Assistant Craig Shakespeare took over and Leicester immediately roared back into life, comfortably winning their first game of the new regime against Liverpool after surging into a 3-0 lead courtesy of goals from Jamie Vardy (2) and Danny Drinkwater inside the hour mark. The game finished 3-1 and the Foxes soon climbed the table to comfortable safety.
Palace’s Spanner in the Works
Until Crystal Palace humbled Chelsea at Stamford Bridge on April Fool’s Day, no one had beaten the would-be champions in the league since 24th September. Few, if any, could have possibly expected relegation threatened Palace to break that run.
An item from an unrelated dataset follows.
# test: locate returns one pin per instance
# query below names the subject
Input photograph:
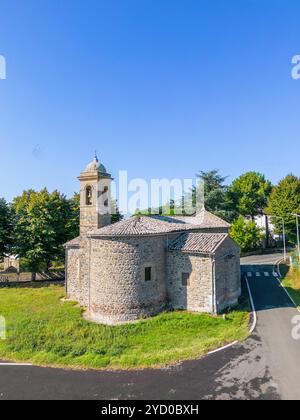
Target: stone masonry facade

Despite going behind after five minutes, the Eagles struck back and then took the lead mere moments later, heroically holding on for a famous win. The three points from that day, combined with follow up wins over Arsenal and then Liverpool are what have kept Palace up.
Batshuayi Wins the League
Football is a squad game, they always say, and that was never more the case than when Michy Batshuayi came off the bench to score the elusive winning goal as Chelsea finally secured a fifth Premier League title with a narrow victory over West Brom in May.
The Belgian striker had barely been given a look in all season and was starting to be written off as a flop at £33m, but it he was he who pushed the club over the line and, after three further goals in the two games since, will hope it proves to be the catalyst for a much better second season for him personally in 2017/18.
White Hart Lane Finale
In their last season at the old White Hart Lane, Tottenham enjoyed their best campaign in 54 years, since the days of Bill Nicholson, Dave Mackay, Danny Blanchflower and Jimmy Greaves, as they secured a second place finish.
Manchester United were the visitors for the last home game of 2016/17 earlier this month as fans prepared to say their goodbyes to the stadium. It was only fitting that Spurs would win, with goals coming from Victor Wanyama and home-grown hero Harry Kane, before a final post-game farewell.
Kane’s Second Golden Boot
Two separate ankle injuries saw Harry Kane miss as many as eight Premier League games over the course of the campaign. He still scored 29 goals, though, his best league season tally to date, to scoop a second successive Golden Boot award in spectacular fashion.
Kane trailed Romelu Lukaku with just two games left to play, only to score four in Tottenham’s penultimate fixture to overtake the Belgian, followed by a hat-trick on the final day to make sure. He became the first player to win back-to-back awards since Robin van Persie four years ago, and the first Englishman since Michael Owen shared it in 1997/98 and 1998/99.